待ち合わせ場所は宮母川町。
香月町から少し離れた宮母川町まで電車で1時間。ひとつの駅を通過するたびに自分の鼓動が跳ね上がっているのを感じた。
宮母川町まであと12駅。5年ぶりに行く俺が生まれた町。
窓から見える景色が少しずつ記憶の中で封印してきたものと繋がっていく。
俺はその景色から絶対に目を反らさなかった。
暫く電車に揺られて宮母川駅に着くアナウンスが車内に響く。プシューという音とともにドアが開いて俺は宮母川駅に足を踏み入れた。

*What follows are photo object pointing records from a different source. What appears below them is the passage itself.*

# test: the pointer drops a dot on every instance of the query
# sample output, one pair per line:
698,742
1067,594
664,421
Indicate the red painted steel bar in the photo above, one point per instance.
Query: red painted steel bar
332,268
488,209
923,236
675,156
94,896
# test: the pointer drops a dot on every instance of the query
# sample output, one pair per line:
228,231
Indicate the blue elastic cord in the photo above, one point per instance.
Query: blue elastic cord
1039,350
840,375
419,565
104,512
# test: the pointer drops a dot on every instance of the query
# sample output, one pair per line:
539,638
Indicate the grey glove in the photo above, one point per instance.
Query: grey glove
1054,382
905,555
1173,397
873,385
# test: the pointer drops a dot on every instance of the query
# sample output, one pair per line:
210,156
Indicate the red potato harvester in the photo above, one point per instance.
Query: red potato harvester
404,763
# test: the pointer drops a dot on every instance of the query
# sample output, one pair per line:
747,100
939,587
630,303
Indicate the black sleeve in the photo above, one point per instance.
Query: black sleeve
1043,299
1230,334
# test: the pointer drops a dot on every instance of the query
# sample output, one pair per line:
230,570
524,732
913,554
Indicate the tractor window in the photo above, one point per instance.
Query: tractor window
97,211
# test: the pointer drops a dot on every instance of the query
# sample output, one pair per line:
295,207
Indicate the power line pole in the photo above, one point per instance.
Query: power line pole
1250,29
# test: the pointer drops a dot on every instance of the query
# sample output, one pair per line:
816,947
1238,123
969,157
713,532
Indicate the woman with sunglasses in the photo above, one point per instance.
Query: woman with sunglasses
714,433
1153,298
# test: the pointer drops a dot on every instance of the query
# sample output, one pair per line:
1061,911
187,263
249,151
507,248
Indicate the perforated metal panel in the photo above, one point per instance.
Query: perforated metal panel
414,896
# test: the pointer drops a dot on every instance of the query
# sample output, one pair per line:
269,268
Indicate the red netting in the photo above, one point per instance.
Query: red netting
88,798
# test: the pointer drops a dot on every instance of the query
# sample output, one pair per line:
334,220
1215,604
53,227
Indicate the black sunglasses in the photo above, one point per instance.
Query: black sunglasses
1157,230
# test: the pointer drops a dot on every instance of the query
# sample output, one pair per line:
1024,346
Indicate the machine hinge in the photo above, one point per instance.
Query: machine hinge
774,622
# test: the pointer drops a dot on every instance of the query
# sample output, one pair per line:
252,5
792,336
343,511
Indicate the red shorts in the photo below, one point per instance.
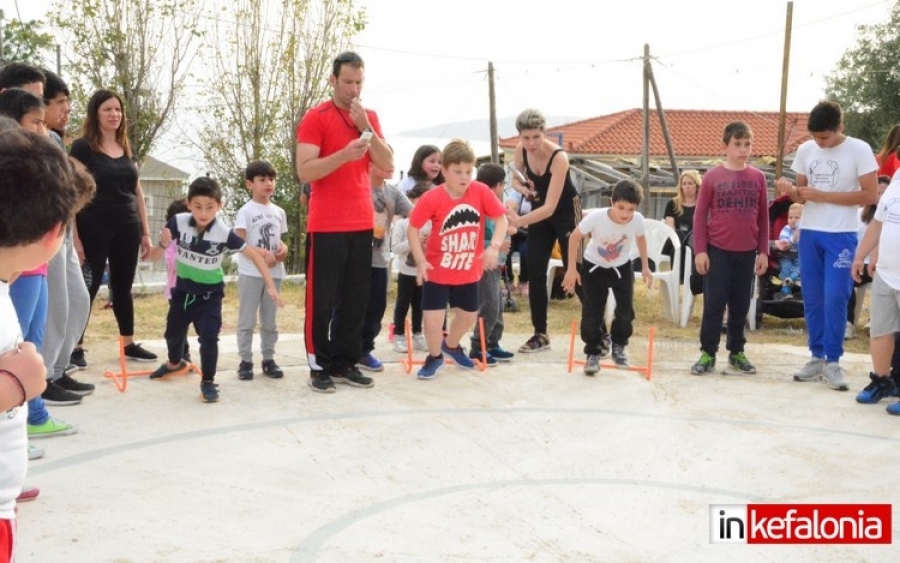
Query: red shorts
7,540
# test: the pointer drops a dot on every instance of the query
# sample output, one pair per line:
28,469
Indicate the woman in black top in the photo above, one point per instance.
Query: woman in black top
113,228
556,211
679,213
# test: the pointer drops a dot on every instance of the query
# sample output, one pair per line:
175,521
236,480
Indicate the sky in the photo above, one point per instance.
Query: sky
426,63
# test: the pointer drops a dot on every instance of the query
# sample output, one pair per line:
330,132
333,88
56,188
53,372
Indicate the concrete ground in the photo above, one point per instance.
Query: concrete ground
523,462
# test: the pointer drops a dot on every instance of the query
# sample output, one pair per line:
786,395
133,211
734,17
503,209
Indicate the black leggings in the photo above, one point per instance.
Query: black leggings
541,237
409,295
119,245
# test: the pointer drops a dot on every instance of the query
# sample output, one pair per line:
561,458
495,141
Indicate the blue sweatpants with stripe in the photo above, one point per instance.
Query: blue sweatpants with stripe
825,260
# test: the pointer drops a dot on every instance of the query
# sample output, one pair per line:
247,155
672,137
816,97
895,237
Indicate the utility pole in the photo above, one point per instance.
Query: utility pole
664,126
784,77
492,100
645,151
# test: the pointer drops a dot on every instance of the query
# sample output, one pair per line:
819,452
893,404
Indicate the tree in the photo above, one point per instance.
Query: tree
141,49
866,81
271,65
23,42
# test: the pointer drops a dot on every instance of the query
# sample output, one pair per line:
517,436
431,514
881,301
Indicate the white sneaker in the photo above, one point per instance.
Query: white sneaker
811,371
834,376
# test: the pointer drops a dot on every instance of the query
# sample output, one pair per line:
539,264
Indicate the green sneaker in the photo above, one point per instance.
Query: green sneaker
706,364
51,428
739,362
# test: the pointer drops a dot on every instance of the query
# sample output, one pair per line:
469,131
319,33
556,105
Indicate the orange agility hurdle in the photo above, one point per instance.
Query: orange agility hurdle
120,378
408,362
646,370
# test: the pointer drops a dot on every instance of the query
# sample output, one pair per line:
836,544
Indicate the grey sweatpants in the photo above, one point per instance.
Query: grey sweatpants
252,298
490,308
68,305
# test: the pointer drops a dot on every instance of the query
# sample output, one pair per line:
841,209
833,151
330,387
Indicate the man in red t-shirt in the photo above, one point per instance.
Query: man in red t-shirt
336,141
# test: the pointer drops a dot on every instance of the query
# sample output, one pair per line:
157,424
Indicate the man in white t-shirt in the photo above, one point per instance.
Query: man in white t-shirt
883,232
835,175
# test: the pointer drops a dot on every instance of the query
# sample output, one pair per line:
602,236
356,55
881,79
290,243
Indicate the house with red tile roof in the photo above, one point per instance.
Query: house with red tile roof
696,134
604,149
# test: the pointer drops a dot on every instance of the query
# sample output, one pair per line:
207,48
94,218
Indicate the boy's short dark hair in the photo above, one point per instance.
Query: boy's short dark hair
458,151
17,103
14,75
177,206
54,86
825,116
205,187
628,191
419,189
736,130
346,58
38,188
262,168
491,174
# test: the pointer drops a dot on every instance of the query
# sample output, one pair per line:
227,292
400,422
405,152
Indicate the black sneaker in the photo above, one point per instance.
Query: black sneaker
134,351
619,357
245,371
164,369
320,382
77,358
77,387
210,391
271,369
57,396
353,377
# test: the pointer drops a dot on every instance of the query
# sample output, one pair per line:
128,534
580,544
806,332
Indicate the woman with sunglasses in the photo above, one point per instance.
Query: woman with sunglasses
556,209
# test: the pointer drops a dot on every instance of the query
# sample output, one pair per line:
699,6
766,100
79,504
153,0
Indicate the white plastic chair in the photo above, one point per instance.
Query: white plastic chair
552,265
687,297
668,281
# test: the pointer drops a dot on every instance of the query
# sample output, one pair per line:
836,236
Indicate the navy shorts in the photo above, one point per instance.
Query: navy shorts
435,296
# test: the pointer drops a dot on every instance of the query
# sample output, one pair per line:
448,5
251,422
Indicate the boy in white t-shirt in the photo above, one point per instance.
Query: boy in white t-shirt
607,265
835,175
883,232
261,223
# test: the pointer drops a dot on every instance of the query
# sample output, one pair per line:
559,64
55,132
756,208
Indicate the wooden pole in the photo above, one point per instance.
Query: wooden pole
645,151
784,78
665,127
495,156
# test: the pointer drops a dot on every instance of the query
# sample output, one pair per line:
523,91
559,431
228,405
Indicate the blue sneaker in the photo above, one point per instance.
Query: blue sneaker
458,355
370,363
881,387
489,360
431,366
501,355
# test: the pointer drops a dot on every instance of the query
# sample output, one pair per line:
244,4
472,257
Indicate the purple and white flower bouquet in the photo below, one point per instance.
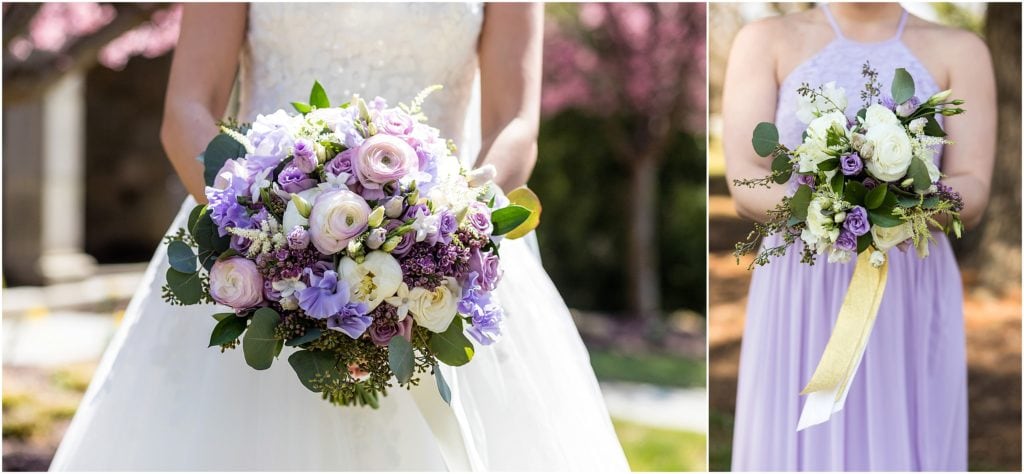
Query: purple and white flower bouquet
352,234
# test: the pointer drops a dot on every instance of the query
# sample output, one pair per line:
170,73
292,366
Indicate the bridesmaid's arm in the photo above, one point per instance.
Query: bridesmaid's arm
750,95
968,163
202,75
510,87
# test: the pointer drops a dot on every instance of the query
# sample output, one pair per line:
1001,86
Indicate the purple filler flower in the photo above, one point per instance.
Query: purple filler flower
851,164
326,295
847,241
856,221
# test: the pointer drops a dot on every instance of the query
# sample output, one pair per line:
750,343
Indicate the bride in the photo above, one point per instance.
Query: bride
162,400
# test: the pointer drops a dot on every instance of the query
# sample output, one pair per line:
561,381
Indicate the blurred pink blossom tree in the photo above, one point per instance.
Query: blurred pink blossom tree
640,67
42,42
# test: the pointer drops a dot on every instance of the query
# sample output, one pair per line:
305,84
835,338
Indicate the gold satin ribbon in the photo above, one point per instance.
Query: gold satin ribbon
853,327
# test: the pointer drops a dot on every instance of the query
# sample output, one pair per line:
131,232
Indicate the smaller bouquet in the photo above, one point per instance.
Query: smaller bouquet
353,235
866,184
861,187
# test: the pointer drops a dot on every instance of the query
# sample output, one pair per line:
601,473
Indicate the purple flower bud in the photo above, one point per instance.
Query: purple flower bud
851,164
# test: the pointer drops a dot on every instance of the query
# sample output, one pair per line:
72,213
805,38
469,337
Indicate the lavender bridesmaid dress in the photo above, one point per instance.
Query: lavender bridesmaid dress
906,410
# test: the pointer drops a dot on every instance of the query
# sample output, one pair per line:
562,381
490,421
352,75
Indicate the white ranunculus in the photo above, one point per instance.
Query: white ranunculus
892,152
887,238
814,149
834,99
371,282
435,309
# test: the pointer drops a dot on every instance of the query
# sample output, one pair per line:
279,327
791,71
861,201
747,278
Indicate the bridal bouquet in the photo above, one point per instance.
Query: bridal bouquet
861,187
353,234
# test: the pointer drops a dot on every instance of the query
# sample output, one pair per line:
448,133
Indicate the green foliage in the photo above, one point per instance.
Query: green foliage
583,237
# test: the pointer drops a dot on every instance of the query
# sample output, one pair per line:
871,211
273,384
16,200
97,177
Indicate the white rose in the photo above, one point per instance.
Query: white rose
814,149
892,152
371,282
834,98
887,238
435,309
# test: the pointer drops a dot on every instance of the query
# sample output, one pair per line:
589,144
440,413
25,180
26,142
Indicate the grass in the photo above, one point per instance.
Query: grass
660,449
662,370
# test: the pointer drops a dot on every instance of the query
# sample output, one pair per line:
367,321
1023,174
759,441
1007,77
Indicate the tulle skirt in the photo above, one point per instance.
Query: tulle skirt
162,400
906,408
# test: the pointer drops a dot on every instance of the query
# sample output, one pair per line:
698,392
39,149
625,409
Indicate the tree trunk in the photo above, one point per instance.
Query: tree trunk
644,289
997,256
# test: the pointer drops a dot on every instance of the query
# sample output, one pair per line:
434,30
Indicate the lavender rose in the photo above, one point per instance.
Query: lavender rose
237,283
337,217
856,221
382,159
851,164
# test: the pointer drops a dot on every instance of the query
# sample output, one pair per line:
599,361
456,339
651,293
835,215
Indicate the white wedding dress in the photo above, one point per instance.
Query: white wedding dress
162,400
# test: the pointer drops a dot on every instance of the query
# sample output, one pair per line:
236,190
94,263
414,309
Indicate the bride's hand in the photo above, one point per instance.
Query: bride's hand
202,75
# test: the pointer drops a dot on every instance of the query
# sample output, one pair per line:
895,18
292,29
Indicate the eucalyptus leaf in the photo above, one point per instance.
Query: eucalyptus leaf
259,344
399,357
902,87
765,138
452,346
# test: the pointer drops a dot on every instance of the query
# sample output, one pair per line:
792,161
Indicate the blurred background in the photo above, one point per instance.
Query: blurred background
622,176
989,256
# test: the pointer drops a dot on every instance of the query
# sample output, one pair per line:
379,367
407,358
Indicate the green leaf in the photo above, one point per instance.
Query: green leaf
442,387
227,330
919,171
181,257
781,168
312,364
399,357
765,138
317,96
259,344
800,201
508,218
221,148
186,287
452,346
902,87
876,197
311,335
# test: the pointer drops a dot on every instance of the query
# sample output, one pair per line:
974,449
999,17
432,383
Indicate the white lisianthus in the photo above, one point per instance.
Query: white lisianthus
887,238
435,309
892,152
834,98
814,149
379,276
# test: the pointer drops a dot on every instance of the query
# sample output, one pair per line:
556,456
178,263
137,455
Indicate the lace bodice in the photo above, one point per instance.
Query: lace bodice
841,60
393,50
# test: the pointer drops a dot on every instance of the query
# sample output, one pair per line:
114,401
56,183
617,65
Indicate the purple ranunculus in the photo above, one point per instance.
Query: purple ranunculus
305,156
325,296
485,265
851,164
856,221
298,238
351,319
847,241
293,179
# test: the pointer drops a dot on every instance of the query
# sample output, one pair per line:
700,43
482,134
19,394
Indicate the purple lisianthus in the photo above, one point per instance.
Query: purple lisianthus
851,164
351,319
305,156
856,221
846,242
326,295
293,179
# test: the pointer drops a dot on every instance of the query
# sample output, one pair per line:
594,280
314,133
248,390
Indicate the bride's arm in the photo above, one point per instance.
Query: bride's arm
205,62
510,88
749,96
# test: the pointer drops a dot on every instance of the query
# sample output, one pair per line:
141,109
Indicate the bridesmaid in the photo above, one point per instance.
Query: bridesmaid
906,408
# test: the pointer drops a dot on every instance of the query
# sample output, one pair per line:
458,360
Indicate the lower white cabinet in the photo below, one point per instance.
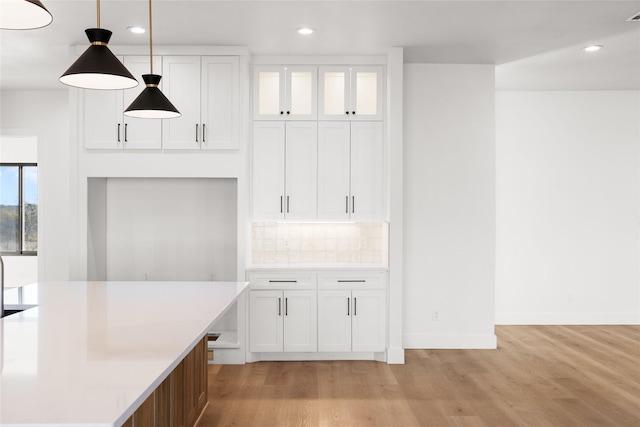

電車を降りたのは俺を含めて四人だけ。元々人気のない駅は相変わらず小さくて殺風景だった。駅を降りて外に出ると5年前に見た町の風景が広がっていた。
5年ぶりなのに不思議と懐かしさは感じない。
きっと俺の時間が過去で止まっているからだと思う。
今日で、今日をキッカケに俺の時間は進むだろうか。
そんなことはわからないけど、希望は捨ててない。
俺は覚悟を決めて一歩、一歩前に進んだ。父親との待ち合わせ場所は小さな公園。俺が住んでいた家からわずか数メートルしか離れていない場所だった。
なんで父親がその公園を指定したのかはわからない。
公園に行く前に俺はある場所で足を止める。その場所は俺が住んでいたアパートの前。
壁も階段も錆びついていて、今にも崩れそうな建物は5年経った今でも変わらずにあった。
このアパートにいい思い出なんてないけど、もし取り壊されていたら俺は悲しくなったと思う。
本当にいい思い出なんてなかったけど、俺にとって母さんと過ごした最後の場所だから。